В рабочей комнате отца, которая после его смерти осталась почти нетронутой, он нашел книгу по анатомии и забрал ее в свою комнату. Он углубился в изучение книги, чтобы все сделать правильно, потому что у него не будет нескончаемого числа возможностей для выработки определенных навыков. Он должен научиться действовать молниеносно. Быть ловким даже в стрессовых ситуациях. Он не имел права поддаваться никаким чувствам, в частности ненасытности и эйфории. Он должен оставаться хладнокровным. Сильным.
«Я — сильный, — сказал он сам себе. — Я смогу».
Он с удовольствием посвятил бы Бену в свои смелые планы, но ему все казалось, что еще не наступил подходящий момент, и пока что он оставил все, как есть.
14
В ночь со вторника на среду, 23 июля, Давид спал плохо, как это часто бывало с ним. Постоянные ночные дежурства расшатали его нервную систему, вследствие чего он ощущал постоянную усталость и никогда не чувствовал себя по-настоящему отдохнувшим. Но сейчас это было не единственной причиной того, что он ворочался в постели, словно в горячке, пока Сэнди не прогнала его на неудобный диван в гостиной. Лежа на нем, он час за часом переключал различные телеканалы, передававшие музыку и новости.
Когда наконец рассвело, он все же погрузился в неспокойный сон. Ему снилась девушка с темными кудрявыми волосами. Она шла впереди него, грива спадала ей на спину и блестела в невероятно ярком свете солнца. Давид чувствовал себя так, словно его запечатлели на старой выцветшей фотографии, но его как раз и не запечатлели, потому что он мог двигаться, — он бежал вслед за девушкой. Давид протянул руку, чтобы прикоснуться к ней, но как он ни старался, ему это не удавалось. Вокруг нее словно образовался невидимый защитный слой, сквозь который он не мог прорваться. Может, он совсем этого и не хотел.
Эта мысль заставила его остановиться: может, так и следовало поступить. Он остановился, а девушка удалялась от него с невероятной скоростью, словно на ногах у нее были семимильные сапоги. Он смотрел ей вслед и вдруг понял, кто это. Сильное возбуждение охватило его тело, от вожделения его начало трясти, ему казалось, что он умрет, если сейчас же не заполучит ее. Но она исчезла, оказалась вне досягаемости. Он пытался звать ее по имени, но у него пропал голос.

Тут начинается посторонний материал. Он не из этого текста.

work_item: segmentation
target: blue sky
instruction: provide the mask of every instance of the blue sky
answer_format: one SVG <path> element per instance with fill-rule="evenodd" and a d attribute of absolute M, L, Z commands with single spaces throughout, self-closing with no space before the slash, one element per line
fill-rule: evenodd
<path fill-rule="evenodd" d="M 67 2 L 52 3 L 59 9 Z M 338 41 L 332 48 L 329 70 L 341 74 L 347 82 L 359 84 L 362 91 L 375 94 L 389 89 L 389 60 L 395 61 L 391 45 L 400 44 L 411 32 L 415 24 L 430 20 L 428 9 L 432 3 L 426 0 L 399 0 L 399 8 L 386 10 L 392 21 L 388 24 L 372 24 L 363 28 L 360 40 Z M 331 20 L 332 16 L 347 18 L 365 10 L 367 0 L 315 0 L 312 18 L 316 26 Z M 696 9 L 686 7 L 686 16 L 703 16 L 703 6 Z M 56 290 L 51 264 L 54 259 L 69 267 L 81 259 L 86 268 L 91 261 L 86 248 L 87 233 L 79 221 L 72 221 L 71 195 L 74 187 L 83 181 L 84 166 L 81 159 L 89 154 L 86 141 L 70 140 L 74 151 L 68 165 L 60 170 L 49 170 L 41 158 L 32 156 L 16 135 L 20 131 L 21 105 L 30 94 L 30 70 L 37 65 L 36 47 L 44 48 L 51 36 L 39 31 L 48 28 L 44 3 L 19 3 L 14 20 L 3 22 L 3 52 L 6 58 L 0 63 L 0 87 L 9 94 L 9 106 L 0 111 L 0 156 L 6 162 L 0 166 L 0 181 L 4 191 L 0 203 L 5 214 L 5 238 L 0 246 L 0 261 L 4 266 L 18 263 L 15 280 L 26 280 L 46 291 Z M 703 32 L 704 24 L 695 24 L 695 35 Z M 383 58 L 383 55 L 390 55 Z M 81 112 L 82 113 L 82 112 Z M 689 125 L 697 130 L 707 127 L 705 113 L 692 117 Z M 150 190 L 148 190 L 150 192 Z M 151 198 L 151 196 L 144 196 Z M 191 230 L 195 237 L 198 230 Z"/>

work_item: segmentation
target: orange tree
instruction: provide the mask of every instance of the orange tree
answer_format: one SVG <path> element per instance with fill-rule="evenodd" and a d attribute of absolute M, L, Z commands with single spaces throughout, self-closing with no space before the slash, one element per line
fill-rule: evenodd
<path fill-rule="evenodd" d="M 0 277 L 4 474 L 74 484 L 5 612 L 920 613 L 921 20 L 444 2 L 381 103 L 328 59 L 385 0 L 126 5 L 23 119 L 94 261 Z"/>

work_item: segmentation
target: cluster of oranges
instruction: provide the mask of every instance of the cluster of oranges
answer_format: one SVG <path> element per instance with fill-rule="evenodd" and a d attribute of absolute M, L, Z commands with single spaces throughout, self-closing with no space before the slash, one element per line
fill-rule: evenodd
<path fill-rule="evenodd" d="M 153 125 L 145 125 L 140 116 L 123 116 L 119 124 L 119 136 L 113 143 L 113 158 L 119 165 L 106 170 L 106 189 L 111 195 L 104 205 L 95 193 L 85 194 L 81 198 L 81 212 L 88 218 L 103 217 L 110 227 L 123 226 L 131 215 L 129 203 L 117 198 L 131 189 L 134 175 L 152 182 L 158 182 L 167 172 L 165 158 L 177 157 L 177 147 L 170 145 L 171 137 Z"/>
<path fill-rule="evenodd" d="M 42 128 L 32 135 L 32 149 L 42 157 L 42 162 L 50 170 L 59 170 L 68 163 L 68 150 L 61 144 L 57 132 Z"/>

Даная. Он проснулся с ее именем на устах. Утреннее солнце ярко освещало комнату, и его эрекция фатальным образом напомнила ему о его сне, которого не могло быть, не должно быть.
15
Мона тоже лежала в постели без сна, но совершенно по другой причине. Рядом с ней храпел Антон, мужчина, который вместе с их общим сыном был ее семьей, потому что другой у нее просто не было. Так происходит, когда нет выбора. Мона вспомнила о Лин, своей сестре, которая всегда ей помогала, но с самого начала восприняла Антона в штыки. Фокус заключался в том, что Лин выросла не рядом с тяжело больной матерью, в квартале разбитых витрин, а у их общего отца, в красивом месте, где не существовало молодежных банд. Она могла позволить себе отвергнуть такого, как Антон. Тогда Антон защищал Мону. Он был одним из предводителей в их квартале, а она была его подругой, и поэтому никто не имел права прикасаться к ней, и это было хорошо. Благодаря этому Мона выдержала и сложный период своей юности, и болезнь матери, которой становилось все хуже и хуже, свое чувство вины, потому что она не могла помочь матери, а вместо этого хотела находиться далеко-далеко отсюда. Лин не знала, что это такое. Она имела возможность выбрать себе мужа сама, совершенно свободно, без давления извне.